Storage Throughput = excellent ( 1483.92 MB/s )

Ready to start the sampling process.
INFO: The runtime of RepeatModeler heavily depends on the quality of the assembly
      and the repetitive content of the sequences.  It is not imperative
      that RepeatModeler completes all rounds in order to obtain useful
      results.  At the completion of each round, the files ( consensi.fa, and
      families.stk ) found in:
      /mnt/annot/repeatm/RM_40.ThuJul41128262024/ 
      will contain all results produced thus far. These files may be 
      manually copied and run through RepeatClassifier should the program
      be terminated early.

RepeatModeler Round # 1
========================
Searching for Repeats
 -- Sampling from the database...
   - Gathering up to 40000000 bp
   - Final Sample Size = 40007056 bp ( 40007056 non ambiguous )
   - Num Contigs Represented = 595
   - Sequence extraction : 00:00:03 (hh:mm:ss) Elapsed Time
 -- Running RepeatScout on the sequences...
   - RepeatScout: Running build_lmer_table ( l = 14 )..
   - RepeatScout: Running RepeatScout.. : 2119 raw families identified
   - RepeatScout: Running filtering stage.. 1982 families remaining
   - RepeatScout: 00:03:40 (hh:mm:ss) Elapsed Time
   - Large Satellite Filtering.. : 12 found in 00:00:08 (hh:mm:ss) Elapsed Time
   - Collecting repeat instances...: 00:02:08 (hh:mm:ss) Elapsed Time
Could not open lka.translation file for reading!
Could not open lka.translation file for reading!
Could not open lka.translation file for reading!
Could not open lka.translation file for reading!
Could not open lka.translation file for reading!
Could not open lka.translation file for reading!
Could not open lka.translation file for reading!
Could not open lka.translation file for reading!
Could not open lka.translation file for reading!
Could not open lka.translation file for reading!
Could not open lka.translation file for reading!
Could not open lka.translation file for reading!

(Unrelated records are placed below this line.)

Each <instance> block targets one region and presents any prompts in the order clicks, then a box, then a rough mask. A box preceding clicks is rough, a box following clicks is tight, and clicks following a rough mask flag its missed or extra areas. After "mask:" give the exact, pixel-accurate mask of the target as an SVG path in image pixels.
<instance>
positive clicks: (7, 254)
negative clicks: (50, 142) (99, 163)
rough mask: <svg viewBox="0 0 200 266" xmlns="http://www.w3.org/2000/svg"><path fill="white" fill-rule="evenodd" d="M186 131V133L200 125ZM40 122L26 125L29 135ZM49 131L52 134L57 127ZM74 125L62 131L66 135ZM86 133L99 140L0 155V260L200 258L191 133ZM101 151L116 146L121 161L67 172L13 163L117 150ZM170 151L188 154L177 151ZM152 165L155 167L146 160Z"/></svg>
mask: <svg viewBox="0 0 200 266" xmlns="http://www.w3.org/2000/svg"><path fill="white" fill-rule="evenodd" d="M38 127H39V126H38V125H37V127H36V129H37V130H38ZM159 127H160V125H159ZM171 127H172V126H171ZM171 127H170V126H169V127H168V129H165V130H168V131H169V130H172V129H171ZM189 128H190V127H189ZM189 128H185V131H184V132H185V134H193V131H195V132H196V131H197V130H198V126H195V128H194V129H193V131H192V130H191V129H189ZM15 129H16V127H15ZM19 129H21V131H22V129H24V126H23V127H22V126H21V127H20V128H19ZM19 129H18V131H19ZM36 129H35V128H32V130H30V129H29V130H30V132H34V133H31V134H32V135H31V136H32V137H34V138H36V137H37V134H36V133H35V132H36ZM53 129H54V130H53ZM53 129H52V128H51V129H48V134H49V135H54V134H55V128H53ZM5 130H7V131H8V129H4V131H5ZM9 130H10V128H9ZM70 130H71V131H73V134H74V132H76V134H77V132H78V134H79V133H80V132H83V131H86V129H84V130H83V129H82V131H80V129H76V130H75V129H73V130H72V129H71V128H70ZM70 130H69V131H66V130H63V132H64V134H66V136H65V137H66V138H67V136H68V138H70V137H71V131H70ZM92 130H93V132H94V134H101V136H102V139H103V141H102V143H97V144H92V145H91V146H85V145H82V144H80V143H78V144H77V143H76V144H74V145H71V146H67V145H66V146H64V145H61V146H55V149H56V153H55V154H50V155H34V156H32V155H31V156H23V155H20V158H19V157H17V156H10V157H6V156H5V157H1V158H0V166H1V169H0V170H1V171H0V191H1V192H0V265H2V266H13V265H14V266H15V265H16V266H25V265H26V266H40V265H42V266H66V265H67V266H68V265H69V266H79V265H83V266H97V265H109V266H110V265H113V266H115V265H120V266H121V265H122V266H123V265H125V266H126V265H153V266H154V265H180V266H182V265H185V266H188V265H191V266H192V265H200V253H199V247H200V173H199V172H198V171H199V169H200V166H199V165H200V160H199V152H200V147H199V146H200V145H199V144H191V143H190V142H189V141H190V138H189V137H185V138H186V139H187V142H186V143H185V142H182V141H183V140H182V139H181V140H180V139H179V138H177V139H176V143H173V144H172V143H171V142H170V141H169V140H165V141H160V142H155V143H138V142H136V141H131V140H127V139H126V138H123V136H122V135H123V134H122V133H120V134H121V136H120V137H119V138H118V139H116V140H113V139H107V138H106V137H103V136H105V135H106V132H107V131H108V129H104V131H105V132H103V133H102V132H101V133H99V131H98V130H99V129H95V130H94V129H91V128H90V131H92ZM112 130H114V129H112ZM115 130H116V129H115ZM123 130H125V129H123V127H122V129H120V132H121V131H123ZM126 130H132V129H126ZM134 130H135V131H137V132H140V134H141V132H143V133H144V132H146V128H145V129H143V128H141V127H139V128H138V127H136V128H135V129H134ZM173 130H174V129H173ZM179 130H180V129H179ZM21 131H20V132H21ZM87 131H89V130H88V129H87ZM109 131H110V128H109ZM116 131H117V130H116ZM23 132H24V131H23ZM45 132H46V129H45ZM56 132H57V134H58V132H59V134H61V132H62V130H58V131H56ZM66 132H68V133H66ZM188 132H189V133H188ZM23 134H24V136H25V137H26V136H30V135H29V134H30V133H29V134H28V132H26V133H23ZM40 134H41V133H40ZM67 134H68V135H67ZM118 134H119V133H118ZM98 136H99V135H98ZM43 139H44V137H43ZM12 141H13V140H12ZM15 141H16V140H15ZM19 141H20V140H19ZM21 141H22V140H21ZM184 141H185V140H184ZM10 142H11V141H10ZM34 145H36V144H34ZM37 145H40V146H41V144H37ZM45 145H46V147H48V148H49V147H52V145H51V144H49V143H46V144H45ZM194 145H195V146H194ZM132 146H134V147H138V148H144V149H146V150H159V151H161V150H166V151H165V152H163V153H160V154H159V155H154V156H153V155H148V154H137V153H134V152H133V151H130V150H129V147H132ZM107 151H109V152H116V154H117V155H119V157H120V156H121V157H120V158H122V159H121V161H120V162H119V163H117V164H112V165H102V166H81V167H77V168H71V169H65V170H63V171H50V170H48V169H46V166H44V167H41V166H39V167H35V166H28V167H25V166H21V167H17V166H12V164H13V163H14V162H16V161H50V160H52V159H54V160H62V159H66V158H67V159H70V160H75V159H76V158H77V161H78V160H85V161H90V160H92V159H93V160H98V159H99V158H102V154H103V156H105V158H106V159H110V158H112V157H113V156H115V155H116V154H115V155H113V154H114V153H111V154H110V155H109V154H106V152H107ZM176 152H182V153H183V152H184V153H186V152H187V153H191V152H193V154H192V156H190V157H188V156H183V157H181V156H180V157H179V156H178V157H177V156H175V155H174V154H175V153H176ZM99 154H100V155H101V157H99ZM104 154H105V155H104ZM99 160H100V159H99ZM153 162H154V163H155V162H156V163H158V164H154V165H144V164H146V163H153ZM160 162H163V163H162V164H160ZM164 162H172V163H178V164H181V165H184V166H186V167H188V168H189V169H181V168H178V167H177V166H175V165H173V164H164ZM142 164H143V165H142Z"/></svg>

Environment (please include as much of the following information as you can find out):

docker

I used a docker image of RepeatModeler called TEtools, which is maintained by Dfam-consortium. I used docker pull command to download the image using latest tag.

No database indicated

/opt/RepeatModeler/RepeatModeler - 2.0.5
NAME
    RepeatModeler - Model repetitive DNA

SYNOPSIS
      RepeatModeler [-options] -database <XDF Database>
Linux cell-lab 6.8.0-36-generic #36-Ubuntu SMP PREEMPT_DYNAMIC Mon Jun 10 10:49:14 UTC 2024 x86_64 x86_64 x86_64 GNU/Linux
FeelLiao commented 1 day ago

I found why

The genome I used for de novo repeat sequence discovery was too large (about 12GB at scaffold level), when I separated the .fa file into 3 part, which was about 4GB, the issue didn't show up again.